There are places that reach out,

beat in the soft wrist where pulse lies.

Pine-sapped places where shadows lengthen at dusk

and remain after others shorten and disappear.

Nestled in a campfire and honeysuckle clearing,

atop the Santa Catalina Mountains,

a one-room cabin with eight shuttered windows

and a field stone fireplace waits

forty years to find us.

From a cane-seated porch rocker, I watch

my four-year-old weave through clumps of Douglas fir

and ponderosa pine—her arms stretched out like wings.

Nearby, my son digs rocks from the moist earth. 

A swish of wind releases pine-needled showers

onto their sun-bleached hair and shoulders.

They fling them off, then bend to gather

Indian paintbrush and mountain lupine—poking

red and purple heads through a quilt of coral bells. The sky,

a blue cotton bowl, holds the scene like a snow globe.

Now, thirty-five years later, I seize that globe

and shake myself back into that brief moment of pine needles,

wildflowers and lives that were never mine for the keeping.
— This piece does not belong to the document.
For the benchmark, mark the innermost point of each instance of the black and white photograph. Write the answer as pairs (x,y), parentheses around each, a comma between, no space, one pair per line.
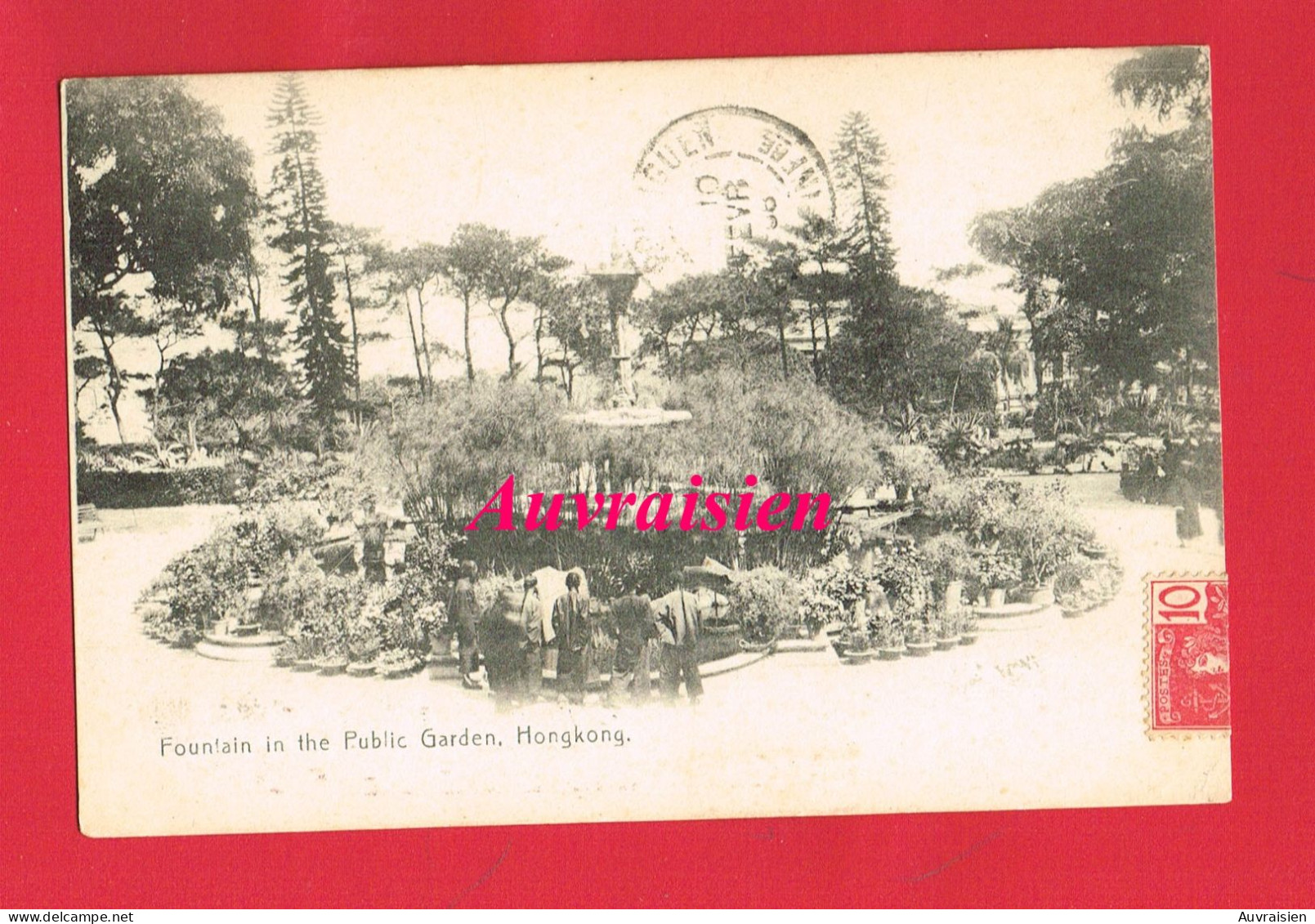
(646,440)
Their father has lost this memory to Alzheimer’s and I

understand lives speed by if we don’t brake to slow them down.

Defying time, I return to that place where the sky is big

and the children are small, and their father smiles

as he captures them on film. Today, I reach out and trap the wind—

hold that globe steady enough to feel its pulse beat against my fingers.

And for one, breathless moment, memory restores and

pine needles hang, suspended, before they fall. 

Wildflowers

In the finite days of the wildflowers

lovers abandon everything for beauty.

Leave work and other distractions

to stand in awe of these tiny blossoms,

miraculously resurrected and sprinkled

like candy-colored raindrops

on the shadowy, woodland floor.

Knowing hope belongs to the landscape,

they sprawl out in patches of violets,

sapphire petals, downy as the blue silk

of a hummingbird’s throat.

And there is nothing anyone would ever do

to stop this loveliness from unfolding. 

But one season bleeds into the next

and what nurtures can also strip away.

Soon the wildflowers will

fold in their perfect petals and disappear

into the pine-scented earth.

Only their memory will flicker

across the quiet face of time. 

Having believed the world was solid,

not so beautiful and fragile as this,

one lover, riddled with longing,

understands she will see this spring,

unveiling for the remainder of her life.

Only the religious believe in edges,

as if a clear boundary between one thing

and another is proof of God.

But this love has no boundaries.

Her body is a perfect map,

a place where emptiness can turn into beauty.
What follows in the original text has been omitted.